My curiosity was overwhelming my manners and I circled around Mike’s side as my drink was delivered to include myself in their conversation.
“Cheers. I’m glad you could make it, kid. I’d like you to meet my duchess.”
The elegant woman shifted her glass of champagne to her other hand and extended the right one to shake mine, throwing her head back and laughing at Mike’s description, introducing herself to me as Jennifer, Lady Turnbull. Enough midnight soaks in my Jacuzzi with fashion magazines made the introduction unnecessary. Her beautiful face and stunning figure had graced as many covers and articles as those of any professional model. And the stories of the American college girl who had married the elderly Lord Turnbull and shortly thereafter inherited his millions had been front-page tabloid news while I was still an adolescent.
“Jenny’s fiancé is the person who underwrites this conference for the Brits every year.

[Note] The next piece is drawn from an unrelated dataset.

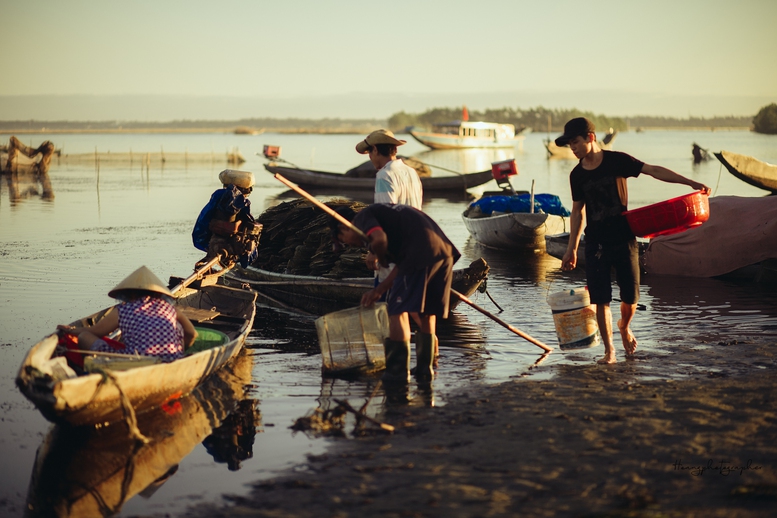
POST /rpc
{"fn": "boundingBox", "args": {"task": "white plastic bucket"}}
[548,288,599,350]
[316,302,389,374]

That’s how come they’re here. He’s the guy over there, talking to your boyfriend.”
Lady Turnbull wrapped one of her long thin arms in the crook of Mike’s elbow and turned him around to face into the roomful of people. I saw Lord Windlethorne speaking to a man I recognized from the same sort of magazine articles as the British industrialist Bernhard Karl, a fiftyish man with boyish good looks.